State highway engineer Gibb Gilchrist and Jac Gubbels, the Texas Highway Department’s first landscape architect, stressed that roadside facilities should reflect their surroundings, including natural flora. By today’s standards, that first roadside park built on donated land was quite simple. But in 1933, its picturesque setting of tables and benches cloaked by live oak trees was considered advanced.

From that humble beginning, the marriage between safety and good looks took root. Early on, the Texas Highway Department built nearly 500 roadside parks.

Along the way, the program got a boost from Lyndon B. Johnson, then the administrator for the National Youth Administration for Texas, who proposed that unemployed young men go to work by improving the roadside facilities.

By the late 1940s, the number of roadside parks—including scenic overlooks—had swelled to more than 900. Travelers gasped at the views from the overlooks, such as above the Pecos River and the Rio Grande.

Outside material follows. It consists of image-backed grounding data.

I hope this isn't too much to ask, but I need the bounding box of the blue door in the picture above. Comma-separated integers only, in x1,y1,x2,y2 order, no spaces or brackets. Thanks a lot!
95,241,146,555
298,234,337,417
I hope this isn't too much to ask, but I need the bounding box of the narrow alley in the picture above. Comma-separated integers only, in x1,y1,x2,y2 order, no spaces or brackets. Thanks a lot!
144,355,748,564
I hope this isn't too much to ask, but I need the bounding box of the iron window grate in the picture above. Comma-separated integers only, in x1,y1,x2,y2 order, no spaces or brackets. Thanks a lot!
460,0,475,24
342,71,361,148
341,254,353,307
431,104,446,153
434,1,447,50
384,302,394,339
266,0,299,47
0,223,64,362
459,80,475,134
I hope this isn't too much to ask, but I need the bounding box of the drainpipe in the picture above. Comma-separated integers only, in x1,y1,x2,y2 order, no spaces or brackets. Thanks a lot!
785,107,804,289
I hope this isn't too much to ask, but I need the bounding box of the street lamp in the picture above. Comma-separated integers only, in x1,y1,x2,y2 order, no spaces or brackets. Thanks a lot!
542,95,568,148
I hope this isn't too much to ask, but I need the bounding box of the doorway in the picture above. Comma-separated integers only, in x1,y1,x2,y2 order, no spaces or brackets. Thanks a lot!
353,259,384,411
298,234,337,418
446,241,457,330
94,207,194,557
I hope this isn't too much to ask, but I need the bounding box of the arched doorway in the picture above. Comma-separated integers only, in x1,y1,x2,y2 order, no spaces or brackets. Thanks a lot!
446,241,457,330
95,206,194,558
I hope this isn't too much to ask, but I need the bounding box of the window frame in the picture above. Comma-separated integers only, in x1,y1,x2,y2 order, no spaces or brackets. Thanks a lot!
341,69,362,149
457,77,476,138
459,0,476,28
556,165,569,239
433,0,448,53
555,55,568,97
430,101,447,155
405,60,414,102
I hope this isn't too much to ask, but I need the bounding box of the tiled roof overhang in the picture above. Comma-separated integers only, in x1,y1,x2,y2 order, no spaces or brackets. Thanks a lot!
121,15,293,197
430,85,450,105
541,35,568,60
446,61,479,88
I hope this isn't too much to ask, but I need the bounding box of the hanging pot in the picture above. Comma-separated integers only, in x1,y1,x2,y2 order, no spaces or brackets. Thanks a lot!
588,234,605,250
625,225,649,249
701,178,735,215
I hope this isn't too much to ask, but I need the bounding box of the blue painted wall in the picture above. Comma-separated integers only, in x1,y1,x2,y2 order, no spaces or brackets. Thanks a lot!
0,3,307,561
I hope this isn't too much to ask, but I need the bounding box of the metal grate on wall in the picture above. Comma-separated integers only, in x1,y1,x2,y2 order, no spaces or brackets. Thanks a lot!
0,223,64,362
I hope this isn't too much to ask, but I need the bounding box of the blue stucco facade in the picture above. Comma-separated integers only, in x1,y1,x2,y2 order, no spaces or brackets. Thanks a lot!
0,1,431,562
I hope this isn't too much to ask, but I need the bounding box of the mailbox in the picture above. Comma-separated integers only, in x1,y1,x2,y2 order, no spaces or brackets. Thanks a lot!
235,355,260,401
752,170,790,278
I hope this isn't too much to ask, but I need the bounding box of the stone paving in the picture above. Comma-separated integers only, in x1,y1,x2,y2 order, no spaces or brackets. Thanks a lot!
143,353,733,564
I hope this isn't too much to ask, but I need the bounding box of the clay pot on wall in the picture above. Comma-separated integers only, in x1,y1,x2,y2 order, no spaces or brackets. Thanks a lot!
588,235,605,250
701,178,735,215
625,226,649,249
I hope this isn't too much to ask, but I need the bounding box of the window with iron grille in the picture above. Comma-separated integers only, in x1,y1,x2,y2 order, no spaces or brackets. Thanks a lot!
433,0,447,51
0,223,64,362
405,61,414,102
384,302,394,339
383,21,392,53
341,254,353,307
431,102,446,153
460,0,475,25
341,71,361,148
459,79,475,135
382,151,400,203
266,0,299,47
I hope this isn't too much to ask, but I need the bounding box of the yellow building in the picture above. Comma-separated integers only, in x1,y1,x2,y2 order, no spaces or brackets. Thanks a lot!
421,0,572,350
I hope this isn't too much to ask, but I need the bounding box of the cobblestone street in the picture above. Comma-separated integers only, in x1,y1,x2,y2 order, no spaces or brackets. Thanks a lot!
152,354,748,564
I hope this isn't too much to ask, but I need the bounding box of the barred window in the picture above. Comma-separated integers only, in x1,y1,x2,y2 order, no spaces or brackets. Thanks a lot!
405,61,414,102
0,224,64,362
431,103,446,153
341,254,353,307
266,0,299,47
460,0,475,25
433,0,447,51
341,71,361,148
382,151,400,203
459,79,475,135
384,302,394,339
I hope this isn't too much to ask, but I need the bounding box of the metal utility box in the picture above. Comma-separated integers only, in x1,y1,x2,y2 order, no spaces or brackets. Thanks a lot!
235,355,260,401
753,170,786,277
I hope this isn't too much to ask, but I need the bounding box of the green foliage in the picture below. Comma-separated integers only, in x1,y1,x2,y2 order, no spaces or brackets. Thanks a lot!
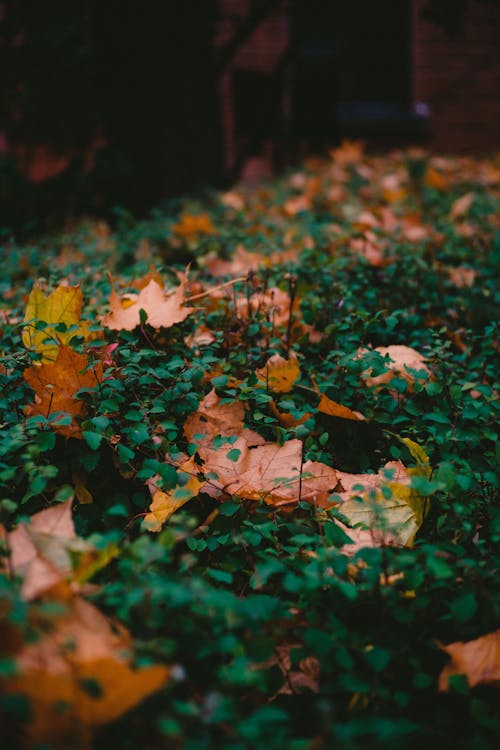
0,151,499,749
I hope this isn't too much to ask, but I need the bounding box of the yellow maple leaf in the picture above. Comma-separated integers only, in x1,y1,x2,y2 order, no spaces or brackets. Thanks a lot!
22,282,89,362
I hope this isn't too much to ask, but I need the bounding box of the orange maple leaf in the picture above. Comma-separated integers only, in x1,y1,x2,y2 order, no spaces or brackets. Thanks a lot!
102,270,195,331
23,346,103,438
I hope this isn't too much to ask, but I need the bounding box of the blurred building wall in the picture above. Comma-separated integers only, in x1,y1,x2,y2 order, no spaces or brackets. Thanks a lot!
414,0,500,151
216,0,500,163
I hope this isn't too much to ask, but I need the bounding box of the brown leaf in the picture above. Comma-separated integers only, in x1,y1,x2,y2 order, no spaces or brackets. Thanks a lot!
23,346,103,438
256,353,300,393
439,630,500,690
329,139,364,164
359,345,430,390
235,286,298,329
7,500,93,601
200,437,339,508
447,266,477,288
7,596,169,747
203,243,264,277
272,645,320,695
317,393,365,421
102,270,195,331
268,400,312,428
450,192,474,219
184,388,264,450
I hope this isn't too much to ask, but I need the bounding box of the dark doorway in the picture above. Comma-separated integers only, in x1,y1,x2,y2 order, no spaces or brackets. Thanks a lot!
290,0,414,150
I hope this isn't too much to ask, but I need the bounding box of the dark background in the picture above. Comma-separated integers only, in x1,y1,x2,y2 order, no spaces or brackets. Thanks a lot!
1,0,499,232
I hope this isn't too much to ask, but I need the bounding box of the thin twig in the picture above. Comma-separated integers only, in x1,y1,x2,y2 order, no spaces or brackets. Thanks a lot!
185,276,247,303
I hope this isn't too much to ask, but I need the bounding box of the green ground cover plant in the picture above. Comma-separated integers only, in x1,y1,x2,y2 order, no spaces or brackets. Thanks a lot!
0,145,499,749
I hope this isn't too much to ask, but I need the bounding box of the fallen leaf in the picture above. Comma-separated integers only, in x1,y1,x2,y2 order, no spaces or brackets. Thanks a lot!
268,400,311,428
235,286,298,329
144,456,205,531
102,270,195,331
381,174,407,203
450,192,474,219
256,353,300,393
7,501,92,601
270,644,320,695
184,388,264,450
439,630,500,690
335,460,429,554
425,166,449,191
184,325,216,349
220,191,245,211
200,437,340,507
171,213,214,239
359,345,430,390
447,266,477,288
317,393,365,421
22,282,89,362
23,346,103,438
7,596,169,747
203,243,264,277
330,140,364,164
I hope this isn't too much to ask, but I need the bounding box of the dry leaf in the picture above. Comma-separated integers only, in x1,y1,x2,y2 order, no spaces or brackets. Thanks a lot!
450,192,474,219
184,388,264,449
317,393,365,421
447,266,477,288
171,213,214,239
335,460,428,554
102,271,195,331
203,243,264,277
235,286,298,329
6,500,94,601
425,166,449,191
271,645,320,695
201,437,303,505
256,353,300,393
144,456,204,531
184,325,216,349
22,282,89,362
23,346,103,438
200,437,339,508
330,140,364,164
359,345,430,390
7,596,169,747
381,174,407,203
439,630,500,690
268,400,312,428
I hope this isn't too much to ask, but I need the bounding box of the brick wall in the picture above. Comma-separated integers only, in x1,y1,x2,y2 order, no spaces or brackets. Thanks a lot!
413,0,500,151
217,0,500,162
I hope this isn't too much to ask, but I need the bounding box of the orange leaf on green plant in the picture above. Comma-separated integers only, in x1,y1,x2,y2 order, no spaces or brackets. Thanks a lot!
102,269,195,331
439,630,500,690
23,346,103,438
256,352,300,393
144,456,205,531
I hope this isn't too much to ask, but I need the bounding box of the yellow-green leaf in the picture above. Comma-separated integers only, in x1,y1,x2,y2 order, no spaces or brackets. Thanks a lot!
23,282,88,362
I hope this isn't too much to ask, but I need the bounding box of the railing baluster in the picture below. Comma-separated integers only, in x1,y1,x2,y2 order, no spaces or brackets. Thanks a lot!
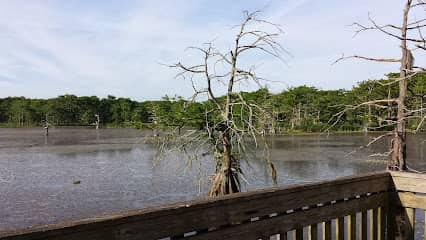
324,221,331,240
361,211,367,240
310,224,318,240
337,217,344,240
347,214,356,240
379,207,385,240
387,201,396,240
404,207,415,239
371,208,378,240
291,229,302,240
295,228,303,240
259,235,270,240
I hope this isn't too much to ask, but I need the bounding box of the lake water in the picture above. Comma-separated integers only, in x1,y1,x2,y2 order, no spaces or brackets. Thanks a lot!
0,128,425,233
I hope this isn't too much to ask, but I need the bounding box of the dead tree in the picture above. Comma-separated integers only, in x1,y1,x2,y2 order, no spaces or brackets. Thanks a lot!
43,113,49,136
334,0,426,171
170,11,285,197
94,114,100,129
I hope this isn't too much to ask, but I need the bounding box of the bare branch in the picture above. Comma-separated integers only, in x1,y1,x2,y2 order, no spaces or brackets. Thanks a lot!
325,99,398,131
351,12,426,43
351,21,401,38
376,71,424,86
345,132,393,156
412,0,426,8
414,114,426,133
333,54,400,65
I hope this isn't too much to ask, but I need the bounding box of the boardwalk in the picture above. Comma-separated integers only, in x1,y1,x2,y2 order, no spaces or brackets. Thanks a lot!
1,171,425,240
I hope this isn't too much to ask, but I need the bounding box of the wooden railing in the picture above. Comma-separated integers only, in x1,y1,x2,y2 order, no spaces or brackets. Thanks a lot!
0,171,425,240
389,171,426,239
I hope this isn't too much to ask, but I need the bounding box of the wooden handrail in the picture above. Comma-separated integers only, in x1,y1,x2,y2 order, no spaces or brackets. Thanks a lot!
0,172,392,240
3,171,426,239
390,170,426,194
388,171,426,240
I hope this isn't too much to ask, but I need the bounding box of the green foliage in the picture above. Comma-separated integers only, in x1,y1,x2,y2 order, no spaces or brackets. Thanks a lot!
1,73,425,132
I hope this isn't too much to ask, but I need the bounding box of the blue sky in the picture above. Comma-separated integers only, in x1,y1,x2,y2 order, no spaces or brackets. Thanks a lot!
0,0,423,100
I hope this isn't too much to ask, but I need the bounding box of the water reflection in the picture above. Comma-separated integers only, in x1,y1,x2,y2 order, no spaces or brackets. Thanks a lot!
0,128,425,232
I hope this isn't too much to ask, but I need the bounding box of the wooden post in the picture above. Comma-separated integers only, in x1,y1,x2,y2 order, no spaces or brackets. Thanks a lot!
389,205,415,240
404,207,415,240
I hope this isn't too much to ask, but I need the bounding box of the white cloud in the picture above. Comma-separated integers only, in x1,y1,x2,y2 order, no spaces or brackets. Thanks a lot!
0,0,424,99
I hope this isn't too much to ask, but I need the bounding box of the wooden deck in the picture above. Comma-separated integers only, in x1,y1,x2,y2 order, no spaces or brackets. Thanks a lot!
0,171,425,240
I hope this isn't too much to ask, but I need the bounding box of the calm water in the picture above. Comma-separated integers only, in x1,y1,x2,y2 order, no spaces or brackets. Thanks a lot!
0,128,425,232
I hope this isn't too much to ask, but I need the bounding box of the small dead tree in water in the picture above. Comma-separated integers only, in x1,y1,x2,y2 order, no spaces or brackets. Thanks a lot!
333,0,426,171
170,11,286,197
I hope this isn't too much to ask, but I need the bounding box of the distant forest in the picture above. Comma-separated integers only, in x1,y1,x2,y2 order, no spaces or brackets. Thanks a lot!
1,73,425,133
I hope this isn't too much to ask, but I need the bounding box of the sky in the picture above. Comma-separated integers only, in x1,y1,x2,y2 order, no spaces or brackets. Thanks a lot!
0,0,424,101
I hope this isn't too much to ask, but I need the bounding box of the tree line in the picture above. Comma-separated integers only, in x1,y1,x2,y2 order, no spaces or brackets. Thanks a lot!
0,73,425,133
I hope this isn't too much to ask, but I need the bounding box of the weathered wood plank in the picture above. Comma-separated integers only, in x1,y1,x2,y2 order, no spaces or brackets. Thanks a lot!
1,229,115,240
390,171,426,180
404,207,415,240
0,172,391,240
397,192,426,209
390,171,426,194
187,193,387,240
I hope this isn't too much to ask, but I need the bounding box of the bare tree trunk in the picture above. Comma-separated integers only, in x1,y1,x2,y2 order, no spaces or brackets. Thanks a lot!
95,114,100,129
388,86,392,119
334,0,426,171
297,103,301,125
368,104,372,127
303,106,307,121
172,11,284,197
389,1,412,238
389,0,411,171
314,110,320,124
209,25,239,196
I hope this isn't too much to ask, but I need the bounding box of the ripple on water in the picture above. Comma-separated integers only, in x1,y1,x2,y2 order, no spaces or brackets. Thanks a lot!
0,128,425,232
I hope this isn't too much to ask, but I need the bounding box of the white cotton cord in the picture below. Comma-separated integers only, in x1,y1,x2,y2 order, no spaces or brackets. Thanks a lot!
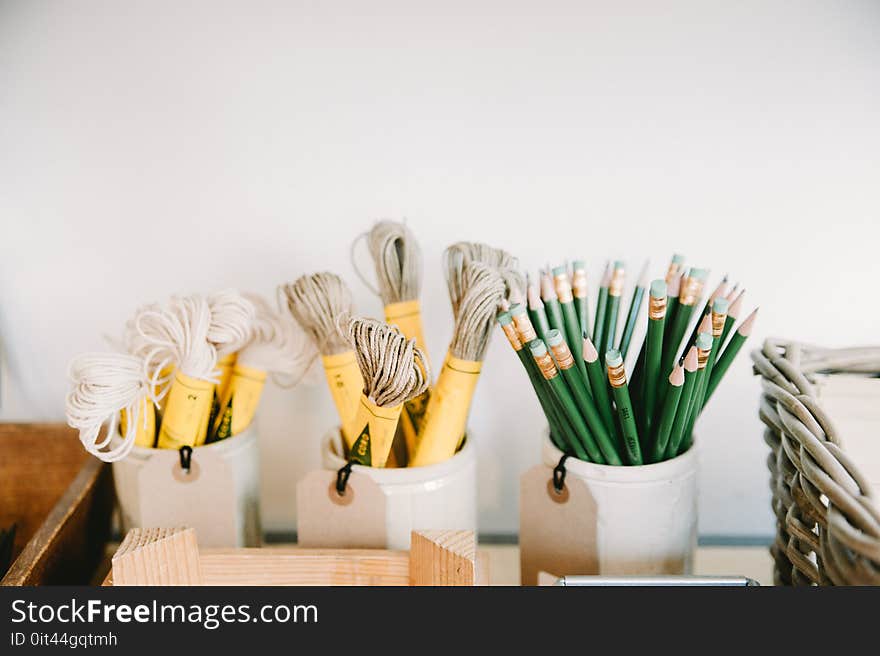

Then, in May 1963, a great evolution occurred: Texas dedicated its first safety rest area east of San Antonio, on Interstate 10. And in 1967, the state’s first rest area with restrooms, called a comfort station, opened on Interstate 35 north of Round Rock.

On Texas travel maps today, big green dots denote rest stops, and little green dots mark picnic areas. One stormy March afternoon, while driving home to Austin, I stopped at one of those little green dots—one of 665 picnic areas left in Texas—on U.S. 281, just south of Windthorst.

Even though I was tired, I couldn’t resist this roadside park—especially upon seeing its historical marker. So I stood in the rain, reading about Joseph Sterling Bridwell (1885-1966), an oilman and rancher who donated the land upon which I stood.

Satisfied, I climbed back in the car. Now I could rest.